Describe details in the training procedure so that someone reading your
report are able to reproduce how you train the model.
That is, you need to include details like the choice of optimizer together
with the hyperparameters used, the batch size, the initial hidden state.

For your final model, output its translations along with the given translations for the first three test examples.
In addition, use the `jaccard` function to score your model's translations on the training and test sets.
5 marks are allocated for your model performance: your model receives $5 \times \min(1, \text{test score}/0.85)$ marks.
Note that training a good model can take time, and it is better to figure out how to train a good model on a small subset first before trying to train a good model on the full dataset.

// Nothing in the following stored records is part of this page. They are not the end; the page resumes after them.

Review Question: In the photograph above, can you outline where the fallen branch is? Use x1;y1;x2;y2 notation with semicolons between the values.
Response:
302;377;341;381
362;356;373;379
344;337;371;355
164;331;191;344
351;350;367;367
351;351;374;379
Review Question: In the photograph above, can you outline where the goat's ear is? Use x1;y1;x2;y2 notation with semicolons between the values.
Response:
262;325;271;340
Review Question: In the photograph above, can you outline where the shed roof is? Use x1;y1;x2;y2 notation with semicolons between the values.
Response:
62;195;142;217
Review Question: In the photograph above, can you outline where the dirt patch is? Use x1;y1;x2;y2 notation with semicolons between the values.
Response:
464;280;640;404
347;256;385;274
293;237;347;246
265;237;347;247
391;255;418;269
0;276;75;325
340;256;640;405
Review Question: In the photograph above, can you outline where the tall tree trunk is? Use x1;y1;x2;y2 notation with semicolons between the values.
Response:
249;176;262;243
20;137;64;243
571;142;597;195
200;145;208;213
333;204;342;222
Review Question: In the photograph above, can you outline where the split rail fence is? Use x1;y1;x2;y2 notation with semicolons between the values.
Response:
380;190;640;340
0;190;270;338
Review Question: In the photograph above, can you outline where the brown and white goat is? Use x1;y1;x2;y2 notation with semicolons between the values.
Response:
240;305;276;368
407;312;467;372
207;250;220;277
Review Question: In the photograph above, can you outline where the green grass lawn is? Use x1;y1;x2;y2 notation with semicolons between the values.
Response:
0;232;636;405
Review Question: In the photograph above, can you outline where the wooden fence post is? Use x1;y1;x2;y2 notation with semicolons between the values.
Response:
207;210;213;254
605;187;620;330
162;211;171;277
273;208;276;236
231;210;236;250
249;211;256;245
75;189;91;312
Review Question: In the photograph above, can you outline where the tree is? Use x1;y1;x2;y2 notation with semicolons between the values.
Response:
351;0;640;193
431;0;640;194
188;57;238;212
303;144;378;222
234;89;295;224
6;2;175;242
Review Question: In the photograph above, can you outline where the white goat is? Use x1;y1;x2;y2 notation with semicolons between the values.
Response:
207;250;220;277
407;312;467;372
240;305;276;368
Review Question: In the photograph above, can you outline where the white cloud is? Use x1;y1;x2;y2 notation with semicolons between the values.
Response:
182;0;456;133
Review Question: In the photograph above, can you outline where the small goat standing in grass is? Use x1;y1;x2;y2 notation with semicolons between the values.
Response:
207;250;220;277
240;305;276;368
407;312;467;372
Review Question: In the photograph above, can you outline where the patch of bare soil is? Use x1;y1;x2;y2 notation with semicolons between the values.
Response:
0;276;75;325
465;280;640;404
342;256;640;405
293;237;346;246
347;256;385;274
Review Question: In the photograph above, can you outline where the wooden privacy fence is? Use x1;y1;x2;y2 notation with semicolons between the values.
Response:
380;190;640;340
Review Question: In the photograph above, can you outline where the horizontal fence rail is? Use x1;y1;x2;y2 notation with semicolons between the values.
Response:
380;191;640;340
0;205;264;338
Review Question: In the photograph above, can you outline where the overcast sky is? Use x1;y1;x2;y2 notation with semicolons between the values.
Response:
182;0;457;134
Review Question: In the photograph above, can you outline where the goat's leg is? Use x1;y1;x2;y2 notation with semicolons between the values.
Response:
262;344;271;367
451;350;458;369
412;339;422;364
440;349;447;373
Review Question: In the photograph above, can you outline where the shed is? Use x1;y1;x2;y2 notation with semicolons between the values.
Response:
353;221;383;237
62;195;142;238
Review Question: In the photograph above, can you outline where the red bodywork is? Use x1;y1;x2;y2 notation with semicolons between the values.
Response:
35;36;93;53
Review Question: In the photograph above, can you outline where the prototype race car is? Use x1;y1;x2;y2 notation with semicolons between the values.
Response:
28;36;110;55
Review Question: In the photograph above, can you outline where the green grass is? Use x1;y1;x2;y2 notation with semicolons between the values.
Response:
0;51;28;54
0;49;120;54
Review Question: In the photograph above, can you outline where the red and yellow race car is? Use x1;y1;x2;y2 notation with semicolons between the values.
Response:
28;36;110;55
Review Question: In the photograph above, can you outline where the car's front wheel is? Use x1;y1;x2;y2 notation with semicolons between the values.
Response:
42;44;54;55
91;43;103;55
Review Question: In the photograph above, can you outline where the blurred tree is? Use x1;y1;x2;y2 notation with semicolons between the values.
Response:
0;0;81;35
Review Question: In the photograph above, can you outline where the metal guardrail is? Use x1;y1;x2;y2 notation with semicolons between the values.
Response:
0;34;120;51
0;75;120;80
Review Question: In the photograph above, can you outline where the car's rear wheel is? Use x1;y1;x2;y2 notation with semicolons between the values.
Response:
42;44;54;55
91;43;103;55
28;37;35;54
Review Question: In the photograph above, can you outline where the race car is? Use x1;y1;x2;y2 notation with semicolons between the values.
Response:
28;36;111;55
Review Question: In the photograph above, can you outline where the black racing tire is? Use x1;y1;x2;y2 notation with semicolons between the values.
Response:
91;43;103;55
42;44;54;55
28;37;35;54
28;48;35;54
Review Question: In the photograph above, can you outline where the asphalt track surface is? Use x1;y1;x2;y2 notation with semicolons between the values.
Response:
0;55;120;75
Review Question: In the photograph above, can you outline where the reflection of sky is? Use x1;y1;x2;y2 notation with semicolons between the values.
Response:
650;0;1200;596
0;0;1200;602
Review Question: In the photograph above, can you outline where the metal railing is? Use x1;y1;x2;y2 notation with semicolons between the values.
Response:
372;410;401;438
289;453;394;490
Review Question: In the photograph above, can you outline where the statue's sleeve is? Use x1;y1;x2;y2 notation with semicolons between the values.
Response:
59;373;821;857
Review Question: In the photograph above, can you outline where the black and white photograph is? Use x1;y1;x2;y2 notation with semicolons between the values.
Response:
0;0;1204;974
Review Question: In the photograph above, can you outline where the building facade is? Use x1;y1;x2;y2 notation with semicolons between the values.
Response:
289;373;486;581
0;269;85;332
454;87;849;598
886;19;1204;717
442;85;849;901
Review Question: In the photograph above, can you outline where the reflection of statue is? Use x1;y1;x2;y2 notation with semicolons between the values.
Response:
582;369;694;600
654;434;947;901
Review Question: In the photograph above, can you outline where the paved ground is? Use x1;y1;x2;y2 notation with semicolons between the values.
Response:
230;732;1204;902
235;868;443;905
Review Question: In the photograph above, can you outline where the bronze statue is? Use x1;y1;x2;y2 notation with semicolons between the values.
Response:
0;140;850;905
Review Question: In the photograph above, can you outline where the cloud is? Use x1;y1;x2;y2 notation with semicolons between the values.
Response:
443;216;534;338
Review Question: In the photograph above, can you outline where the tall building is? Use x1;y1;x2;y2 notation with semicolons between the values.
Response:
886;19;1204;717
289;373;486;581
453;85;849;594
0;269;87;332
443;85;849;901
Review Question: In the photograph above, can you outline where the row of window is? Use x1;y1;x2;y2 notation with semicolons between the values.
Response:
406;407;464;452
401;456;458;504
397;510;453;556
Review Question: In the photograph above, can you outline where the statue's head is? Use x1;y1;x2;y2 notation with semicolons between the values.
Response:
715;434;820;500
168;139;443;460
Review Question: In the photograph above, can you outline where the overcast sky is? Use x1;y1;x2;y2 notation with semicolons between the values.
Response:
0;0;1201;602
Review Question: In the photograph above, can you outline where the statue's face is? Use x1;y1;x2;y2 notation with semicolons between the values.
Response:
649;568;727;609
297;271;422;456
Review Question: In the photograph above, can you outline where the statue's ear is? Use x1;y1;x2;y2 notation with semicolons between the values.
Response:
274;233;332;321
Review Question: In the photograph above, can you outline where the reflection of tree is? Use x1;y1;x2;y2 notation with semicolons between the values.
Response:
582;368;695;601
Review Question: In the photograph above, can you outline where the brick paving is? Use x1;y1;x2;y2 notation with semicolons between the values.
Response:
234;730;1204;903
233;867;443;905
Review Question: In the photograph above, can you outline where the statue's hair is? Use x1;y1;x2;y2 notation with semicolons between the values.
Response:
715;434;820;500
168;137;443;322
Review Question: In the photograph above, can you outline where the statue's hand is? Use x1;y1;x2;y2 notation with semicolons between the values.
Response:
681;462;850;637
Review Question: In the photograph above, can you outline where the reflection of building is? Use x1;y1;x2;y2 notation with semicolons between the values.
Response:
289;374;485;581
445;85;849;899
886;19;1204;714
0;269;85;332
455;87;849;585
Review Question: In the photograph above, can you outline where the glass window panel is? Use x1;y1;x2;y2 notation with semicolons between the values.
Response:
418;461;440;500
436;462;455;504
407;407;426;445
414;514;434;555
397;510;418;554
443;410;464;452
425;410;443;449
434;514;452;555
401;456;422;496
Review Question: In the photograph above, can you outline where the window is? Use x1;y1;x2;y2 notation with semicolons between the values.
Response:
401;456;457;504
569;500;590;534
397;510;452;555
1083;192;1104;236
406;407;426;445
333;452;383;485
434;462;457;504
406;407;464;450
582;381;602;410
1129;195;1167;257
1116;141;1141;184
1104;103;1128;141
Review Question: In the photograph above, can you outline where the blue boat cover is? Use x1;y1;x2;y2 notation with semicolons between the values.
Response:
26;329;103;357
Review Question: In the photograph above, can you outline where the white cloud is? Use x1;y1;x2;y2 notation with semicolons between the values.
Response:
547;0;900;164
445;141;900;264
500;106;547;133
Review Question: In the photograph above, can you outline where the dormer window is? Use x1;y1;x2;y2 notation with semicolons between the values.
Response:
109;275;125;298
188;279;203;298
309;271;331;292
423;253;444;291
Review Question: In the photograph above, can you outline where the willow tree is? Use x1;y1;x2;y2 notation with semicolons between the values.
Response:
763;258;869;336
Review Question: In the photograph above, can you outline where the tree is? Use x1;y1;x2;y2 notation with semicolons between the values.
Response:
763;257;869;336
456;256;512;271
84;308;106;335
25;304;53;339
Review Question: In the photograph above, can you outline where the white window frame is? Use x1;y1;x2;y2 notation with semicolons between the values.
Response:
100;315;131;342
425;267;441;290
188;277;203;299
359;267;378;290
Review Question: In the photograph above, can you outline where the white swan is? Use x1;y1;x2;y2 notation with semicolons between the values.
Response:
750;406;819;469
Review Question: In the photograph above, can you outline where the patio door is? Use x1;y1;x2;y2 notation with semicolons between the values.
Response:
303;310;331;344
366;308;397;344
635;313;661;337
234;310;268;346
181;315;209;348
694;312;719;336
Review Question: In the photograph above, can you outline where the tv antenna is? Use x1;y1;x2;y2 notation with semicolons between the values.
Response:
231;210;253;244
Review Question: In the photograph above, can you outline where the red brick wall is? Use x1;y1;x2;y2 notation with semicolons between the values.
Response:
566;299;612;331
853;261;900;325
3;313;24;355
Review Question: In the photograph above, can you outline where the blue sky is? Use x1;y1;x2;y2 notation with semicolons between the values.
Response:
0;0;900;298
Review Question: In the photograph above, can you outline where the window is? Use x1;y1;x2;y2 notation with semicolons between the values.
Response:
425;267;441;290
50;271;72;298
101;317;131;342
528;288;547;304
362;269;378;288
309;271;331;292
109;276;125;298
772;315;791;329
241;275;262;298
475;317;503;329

Save your final model using `torch.save` in the `supplements` and name your model as `mt.pt`.

**Answer**.

In [None]:
## HELP: if you compute your loss using PyTorch's CrossEntropyLoss, make sure you read 
## the documentation carefully and compute your loss correctly.

In [13]:
def jaccard(y_true: list[str], y_pred: list[str]):
    ncorrect = 0.
    npred = 0.
    ntrue = 0.
    for i in range(len(y_true)):
        ntrue += len(y_true[i])
        npred += len(y_pred[i])
        for t in range(min(len(y_true[i]), len(y_pred[i]))):
            ncorrect += (y_pred[i][t] == y_true[i][t])
    return 2*ncorrect/(npred + ntrue)

# example usage
y_true = ['this is a correct translation', 'this is another correct translation']
y_pred = ['this is a norrect translatiom', 'that is another dorrect sranslation']
jaccard(y_true, y_pred)

0.90625